【マネジメント新時代】今年の東京モーターショーは「物足りない」 期待はずれだった独りよがりな提案 (1/3ページ)

一般公開の初日、多くの来場者が訪れた東京モーターショー=10月28日、東京・有明の東京ビッグサイト
一般公開の初日、多くの来場者が訪れた東京モーターショー=10月28日、東京・有明の東京ビッグサイト【拡大】

 □日本電動化研究所 代表取締役・和田憲一郎

 第45回東京モーターショー2017が開幕し、10月28日より一般公開が始まった。既にメディアでは「日本車もEVシフト!」などの見出しが躍っている。しかし、筆者がプレスデーなどを通して見た印象はかなり違っている。率直に言うと「何だか物足りない」のである。東京に限らず、過去に盛大であったモーターショーは次第に人気低下傾向にあるといわれている。今回の東京モーターショーを見て、感じたことを述べてみたい。

 3つの不満要因

 今回、筆者が物足りないと思った理由は主に3つある。まずは参加企業が少ないことである。今回の参加企業は自動車メーカー、部品メーカーなどを入れて約150社。上海モーターショーの2000社には遠く及ばない。自動車メーカーは日本、ドイツ、フランスだけであり、米国ビッグ3やテスラの出展もなく、イタリア、中国、韓国などもない。部品メーカーも同様であり、日本以外ではドイツだけであろうか。ある意味、ローカルモーターショーに近くなっている。

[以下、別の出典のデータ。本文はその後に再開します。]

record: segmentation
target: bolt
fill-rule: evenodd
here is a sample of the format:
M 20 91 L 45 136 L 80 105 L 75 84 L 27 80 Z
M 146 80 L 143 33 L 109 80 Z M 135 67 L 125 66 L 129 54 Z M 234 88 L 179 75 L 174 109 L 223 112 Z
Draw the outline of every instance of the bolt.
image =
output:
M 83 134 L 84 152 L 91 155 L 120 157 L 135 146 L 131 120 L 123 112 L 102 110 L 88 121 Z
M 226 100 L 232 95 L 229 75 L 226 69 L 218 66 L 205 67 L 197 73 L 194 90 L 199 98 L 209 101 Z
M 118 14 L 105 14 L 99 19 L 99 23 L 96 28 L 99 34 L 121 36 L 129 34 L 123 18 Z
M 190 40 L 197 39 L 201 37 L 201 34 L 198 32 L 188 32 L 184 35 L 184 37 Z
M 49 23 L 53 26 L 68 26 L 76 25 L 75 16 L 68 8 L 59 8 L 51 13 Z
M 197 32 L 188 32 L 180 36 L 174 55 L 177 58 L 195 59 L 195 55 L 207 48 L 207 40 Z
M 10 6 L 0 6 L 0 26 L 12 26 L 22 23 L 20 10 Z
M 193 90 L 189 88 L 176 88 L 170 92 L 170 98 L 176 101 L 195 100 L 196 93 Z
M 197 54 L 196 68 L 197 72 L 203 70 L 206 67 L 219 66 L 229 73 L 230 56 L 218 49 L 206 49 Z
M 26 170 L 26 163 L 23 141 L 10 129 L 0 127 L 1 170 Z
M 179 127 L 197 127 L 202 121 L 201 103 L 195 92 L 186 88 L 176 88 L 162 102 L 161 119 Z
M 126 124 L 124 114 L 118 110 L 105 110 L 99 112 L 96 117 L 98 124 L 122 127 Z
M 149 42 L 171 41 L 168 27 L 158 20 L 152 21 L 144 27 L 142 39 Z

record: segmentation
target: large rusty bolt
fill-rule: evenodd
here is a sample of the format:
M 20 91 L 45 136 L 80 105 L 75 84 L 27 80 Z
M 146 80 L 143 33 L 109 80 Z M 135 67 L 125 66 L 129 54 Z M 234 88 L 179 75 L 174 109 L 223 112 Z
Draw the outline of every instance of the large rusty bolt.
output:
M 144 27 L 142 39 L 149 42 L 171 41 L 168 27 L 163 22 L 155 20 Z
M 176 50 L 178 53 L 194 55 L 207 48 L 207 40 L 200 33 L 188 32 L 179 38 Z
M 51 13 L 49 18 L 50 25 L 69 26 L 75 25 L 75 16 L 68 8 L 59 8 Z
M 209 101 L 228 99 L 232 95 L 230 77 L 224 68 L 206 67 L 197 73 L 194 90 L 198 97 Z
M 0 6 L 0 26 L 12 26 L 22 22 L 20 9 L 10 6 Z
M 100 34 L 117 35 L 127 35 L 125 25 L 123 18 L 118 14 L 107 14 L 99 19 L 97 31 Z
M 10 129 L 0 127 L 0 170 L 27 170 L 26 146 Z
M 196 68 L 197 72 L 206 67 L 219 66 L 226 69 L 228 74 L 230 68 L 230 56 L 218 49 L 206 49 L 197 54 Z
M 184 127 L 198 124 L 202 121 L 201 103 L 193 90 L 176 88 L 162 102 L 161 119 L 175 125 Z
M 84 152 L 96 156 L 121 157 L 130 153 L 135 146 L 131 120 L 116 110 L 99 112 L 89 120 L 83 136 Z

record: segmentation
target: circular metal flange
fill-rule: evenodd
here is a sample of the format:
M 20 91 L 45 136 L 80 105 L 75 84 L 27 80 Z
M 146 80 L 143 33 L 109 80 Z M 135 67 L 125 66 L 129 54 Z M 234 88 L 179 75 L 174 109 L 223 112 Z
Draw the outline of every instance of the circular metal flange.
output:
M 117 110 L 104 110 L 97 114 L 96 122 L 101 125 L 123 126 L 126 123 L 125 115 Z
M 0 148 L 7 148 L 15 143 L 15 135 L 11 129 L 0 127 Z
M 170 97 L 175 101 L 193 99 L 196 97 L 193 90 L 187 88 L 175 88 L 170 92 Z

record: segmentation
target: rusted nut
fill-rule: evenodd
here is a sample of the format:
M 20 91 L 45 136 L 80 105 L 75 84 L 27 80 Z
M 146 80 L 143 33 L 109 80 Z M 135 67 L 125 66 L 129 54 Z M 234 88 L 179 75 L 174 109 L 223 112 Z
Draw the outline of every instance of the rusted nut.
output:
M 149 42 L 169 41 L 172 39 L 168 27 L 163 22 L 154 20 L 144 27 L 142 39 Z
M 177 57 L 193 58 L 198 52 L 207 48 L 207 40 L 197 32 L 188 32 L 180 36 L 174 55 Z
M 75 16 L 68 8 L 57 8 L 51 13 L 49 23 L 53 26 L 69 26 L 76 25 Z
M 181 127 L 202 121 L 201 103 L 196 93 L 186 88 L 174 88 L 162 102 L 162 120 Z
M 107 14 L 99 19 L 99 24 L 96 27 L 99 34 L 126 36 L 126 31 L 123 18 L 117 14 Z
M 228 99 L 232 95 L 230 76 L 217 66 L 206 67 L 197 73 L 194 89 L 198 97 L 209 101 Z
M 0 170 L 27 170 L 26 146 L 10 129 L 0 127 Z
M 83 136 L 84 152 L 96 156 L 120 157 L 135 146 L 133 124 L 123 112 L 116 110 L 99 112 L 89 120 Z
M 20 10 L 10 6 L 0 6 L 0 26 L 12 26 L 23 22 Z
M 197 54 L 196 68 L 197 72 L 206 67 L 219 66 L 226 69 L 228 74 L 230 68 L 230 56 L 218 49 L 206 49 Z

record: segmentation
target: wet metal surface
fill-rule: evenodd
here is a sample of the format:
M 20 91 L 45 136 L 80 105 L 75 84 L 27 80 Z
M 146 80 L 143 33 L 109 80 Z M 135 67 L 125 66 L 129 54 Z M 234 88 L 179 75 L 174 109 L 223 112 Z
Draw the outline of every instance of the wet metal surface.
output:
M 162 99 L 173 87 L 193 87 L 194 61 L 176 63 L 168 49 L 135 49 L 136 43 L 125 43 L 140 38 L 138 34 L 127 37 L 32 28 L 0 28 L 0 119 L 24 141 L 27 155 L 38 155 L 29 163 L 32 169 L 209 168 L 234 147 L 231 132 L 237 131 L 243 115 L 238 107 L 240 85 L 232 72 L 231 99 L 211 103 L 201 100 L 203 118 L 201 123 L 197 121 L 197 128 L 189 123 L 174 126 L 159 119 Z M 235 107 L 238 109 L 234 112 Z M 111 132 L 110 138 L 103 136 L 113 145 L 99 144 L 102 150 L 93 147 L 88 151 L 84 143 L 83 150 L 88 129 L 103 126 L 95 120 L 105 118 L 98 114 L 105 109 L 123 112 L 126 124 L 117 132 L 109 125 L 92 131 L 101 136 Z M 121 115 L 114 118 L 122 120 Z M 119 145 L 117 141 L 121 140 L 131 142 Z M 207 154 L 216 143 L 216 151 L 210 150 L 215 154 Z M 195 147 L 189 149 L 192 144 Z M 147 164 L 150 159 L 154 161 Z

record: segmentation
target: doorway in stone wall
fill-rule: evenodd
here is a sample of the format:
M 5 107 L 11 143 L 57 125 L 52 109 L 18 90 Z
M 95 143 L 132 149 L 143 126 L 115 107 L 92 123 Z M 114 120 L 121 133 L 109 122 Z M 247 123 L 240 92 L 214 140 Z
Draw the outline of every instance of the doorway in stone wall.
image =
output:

 2番目の要因は、せっかく日本で開催しているにもかかわらず、日本の自動車メーカーの方針や方向性に関する提案があまり打ち出されていないことである。先般開催されたフランクフルトモーターショーでは、ドイツ企業が将来戦略を次々と発表し、フォルクス・ワーゲン(VW)は2025年までにEV50車種以上を開発し、年間300万台の販売、特に中国では150万台以上を販売することを表明して話題をさらった。今回、日本の自動車メーカーでそのような戦略の表明があるのかと期待したが、残念ながら期待はずれに終わった。クルマは自動車メーカーのみが作るのではなく、多くの部品メーカーによって成り立っている。世の中でEV大反転といわれている中、何ら方針を明らかにしないことは、多くの中小企業にとって、どのようにしたらよいのか、不信感を感じてしまうのではないだろうか。